Xoresth est un one man band originaire d'Izmir en Turquie, fondé par le multi-instrumentaliste Dorukcan Yildiz en 2013, et officiant dans un registre
Doom funéraire. Si l'on est sûr d'une chose, c'est que le projet est avare en nouvelles, puisque ses informations sont plus que maigres, et c'est presque dans l'anonymat que sort ce "
Vortex of
Desolation" alors que c'est pourtant son deuxième album. Donc, vous l'aurez compris,
Xoresth est vraiment un pur produit de l'underground. Voyons ce qu'il nous réserve au niveau musical car, à la vue de cette pochette plus que simpliste (une simple nuée noire), on espère que la musique rattrapera le coup.
Avant de commencer, il est à préciser qu'entre le premier album et celui-ci, notre musicien a opéré un changement en abandonnant la langue turque au profit de l'anglais, sans doute dans un souci d'exportation. Autant le dire tout de suite, malgré à peine trois chansons pour un total de trente minutes, c'est plus qu'une dépression dont on a droit ici, c'est une véritable chute sanguinaire dans un cauchemar.

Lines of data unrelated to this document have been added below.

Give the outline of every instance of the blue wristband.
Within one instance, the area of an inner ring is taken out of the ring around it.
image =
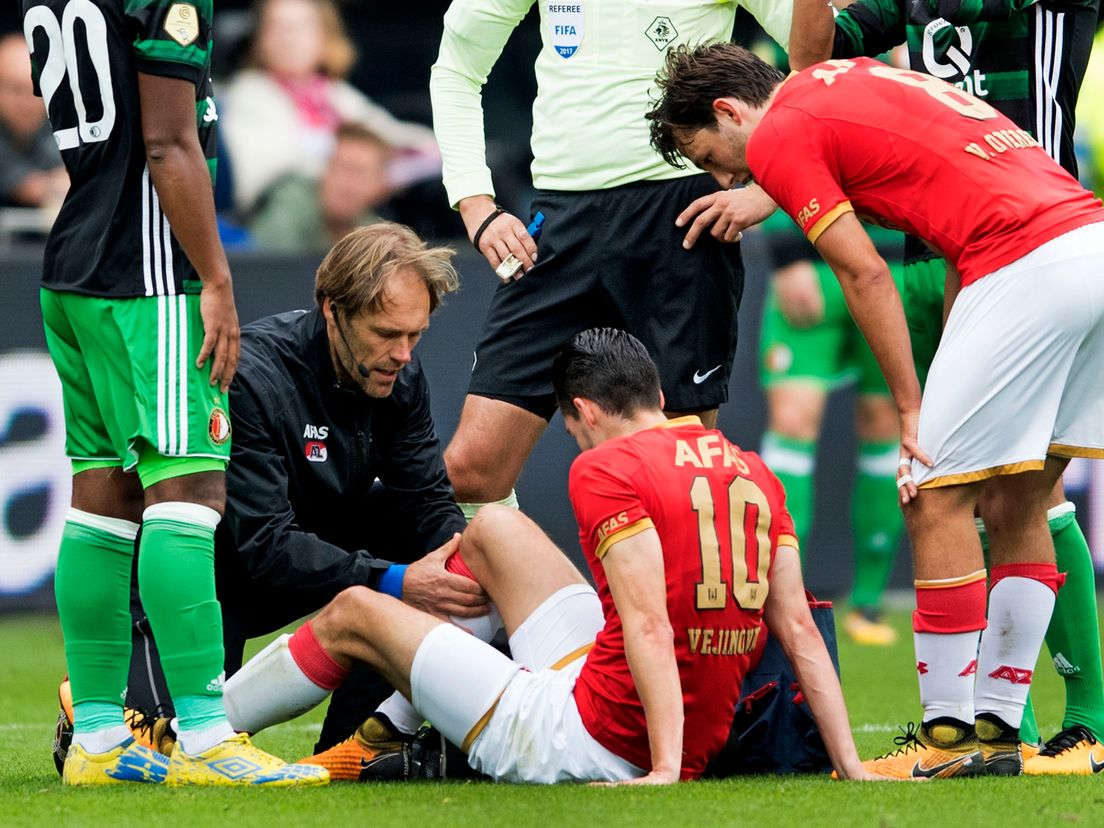
[[[385,595],[402,601],[404,577],[406,577],[406,564],[393,563],[380,576],[380,583],[376,585],[376,588]]]

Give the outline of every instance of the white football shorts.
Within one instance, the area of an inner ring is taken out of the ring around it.
[[[963,288],[932,362],[921,488],[1104,457],[1104,222]]]
[[[495,779],[644,776],[594,741],[572,693],[603,625],[597,594],[573,584],[550,595],[510,636],[514,660],[452,625],[435,627],[414,655],[414,707]]]

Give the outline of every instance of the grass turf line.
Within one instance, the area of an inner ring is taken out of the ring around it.
[[[892,747],[895,728],[916,718],[909,613],[891,622],[901,641],[857,647],[841,636],[840,660],[860,755]],[[258,643],[263,644],[263,643]],[[926,784],[847,784],[827,778],[760,777],[661,789],[530,787],[482,783],[335,785],[315,790],[187,789],[120,786],[63,788],[50,758],[54,694],[64,671],[56,620],[0,619],[0,825],[370,826],[681,825],[924,826],[943,821],[1017,825],[1104,821],[1104,779],[1027,777]],[[1061,680],[1040,659],[1036,691],[1044,735],[1059,726]],[[321,710],[257,737],[297,758],[310,751]],[[315,725],[312,728],[311,725]]]

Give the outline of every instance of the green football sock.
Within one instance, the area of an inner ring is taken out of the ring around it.
[[[1062,729],[1082,724],[1097,740],[1104,740],[1104,681],[1093,559],[1073,503],[1054,507],[1048,518],[1058,571],[1065,573],[1065,585],[1058,591],[1047,629],[1047,648],[1054,669],[1065,680]]]
[[[813,473],[817,465],[817,444],[811,439],[794,439],[777,432],[763,435],[760,450],[763,463],[782,481],[786,490],[786,510],[794,519],[794,533],[805,561],[806,541],[813,524]]]
[[[214,592],[217,523],[217,512],[195,503],[157,503],[142,514],[138,586],[182,730],[205,730],[226,719],[222,614]]]
[[[854,583],[851,604],[877,609],[893,572],[904,518],[898,505],[900,444],[863,442],[851,492],[854,534]]]
[[[74,730],[123,724],[130,669],[130,566],[138,526],[71,509],[54,575]]]

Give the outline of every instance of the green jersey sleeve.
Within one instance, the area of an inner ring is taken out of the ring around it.
[[[124,0],[139,72],[191,81],[210,74],[213,0]]]
[[[831,56],[875,57],[904,42],[902,0],[858,0],[836,17]]]

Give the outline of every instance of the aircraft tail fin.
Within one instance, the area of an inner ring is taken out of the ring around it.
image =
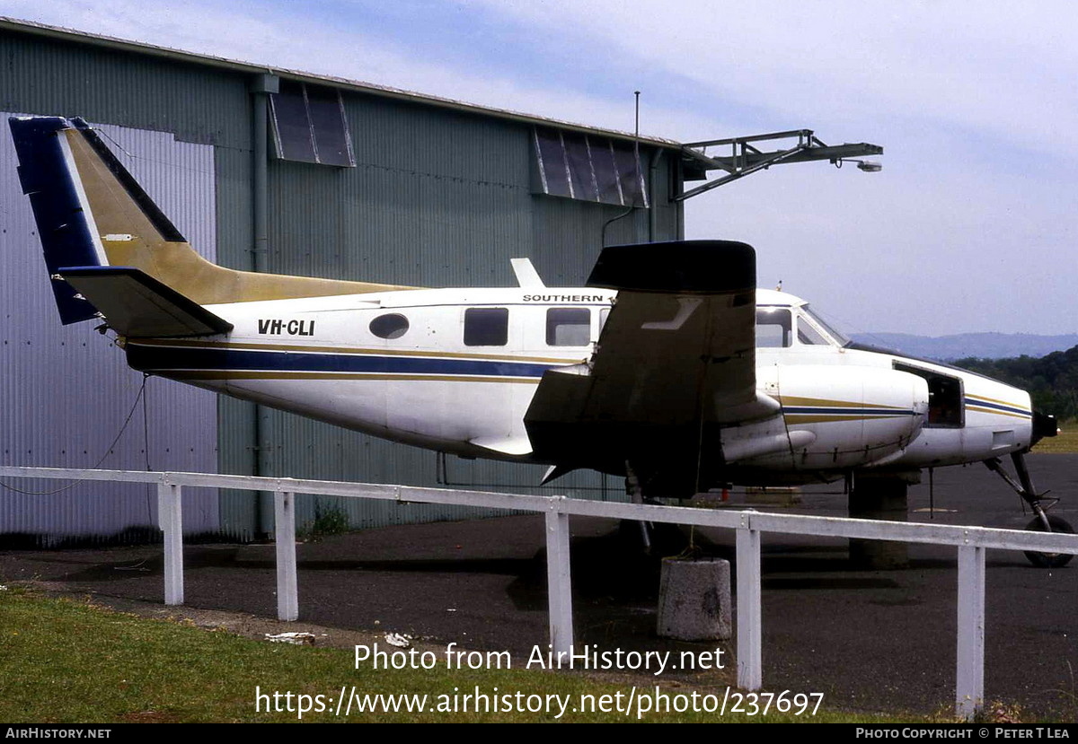
[[[16,116],[10,124],[64,323],[97,314],[59,279],[72,266],[135,268],[198,305],[413,289],[217,266],[191,248],[83,120]]]

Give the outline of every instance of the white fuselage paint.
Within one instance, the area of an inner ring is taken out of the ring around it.
[[[234,324],[226,336],[127,348],[137,368],[217,392],[420,447],[530,461],[524,415],[543,371],[589,361],[614,297],[608,290],[514,287],[236,303],[207,307]],[[759,291],[757,303],[811,323],[791,295]],[[465,342],[465,313],[476,308],[508,310],[505,345]],[[564,308],[591,310],[586,339],[577,328],[575,346],[548,343],[548,310]],[[404,317],[407,331],[382,338],[372,321],[390,314]],[[803,343],[794,329],[788,346],[757,349],[758,391],[784,409],[723,430],[727,462],[748,480],[976,462],[1031,444],[1024,391],[844,348],[819,326],[815,339]],[[896,363],[956,380],[958,422],[934,424],[928,383]]]

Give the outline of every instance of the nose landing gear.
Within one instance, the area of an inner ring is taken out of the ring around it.
[[[984,464],[990,471],[1007,481],[1007,485],[1014,489],[1018,495],[1022,497],[1022,501],[1033,509],[1033,521],[1026,524],[1025,529],[1034,532],[1064,532],[1074,534],[1075,529],[1067,520],[1048,514],[1048,510],[1055,506],[1060,500],[1045,499],[1045,493],[1048,493],[1047,491],[1037,493],[1036,489],[1033,488],[1033,479],[1029,478],[1029,471],[1025,466],[1025,454],[1022,452],[1012,452],[1011,461],[1014,463],[1014,473],[1018,474],[1017,481],[1004,469],[999,458],[985,460]],[[1026,550],[1025,557],[1029,559],[1031,563],[1040,568],[1059,568],[1066,565],[1074,558],[1069,553],[1036,552],[1033,550]]]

En effet, rien que sur "
Illusion before the Matter", la batterie se fait lourde et martiale comme si l'on était frappé par des idées noires en plein dans notre chute, et ces riffs de guitare s'avèrent plaintifs, accompagnés de notes de claviers macabres.
Pas de doute,
Xoresth a été contaminé par la dépression de ses compatriotes d'
Anlipnes, car on retrouve chez les deux formations le côté macabre et désenchanté, comme si l'on ne pouvait absolument pas sortir dudit cauchemar tant tout est verrouillé de partout, avec seulement des spectres d'idées noires en tout genre autour de nous.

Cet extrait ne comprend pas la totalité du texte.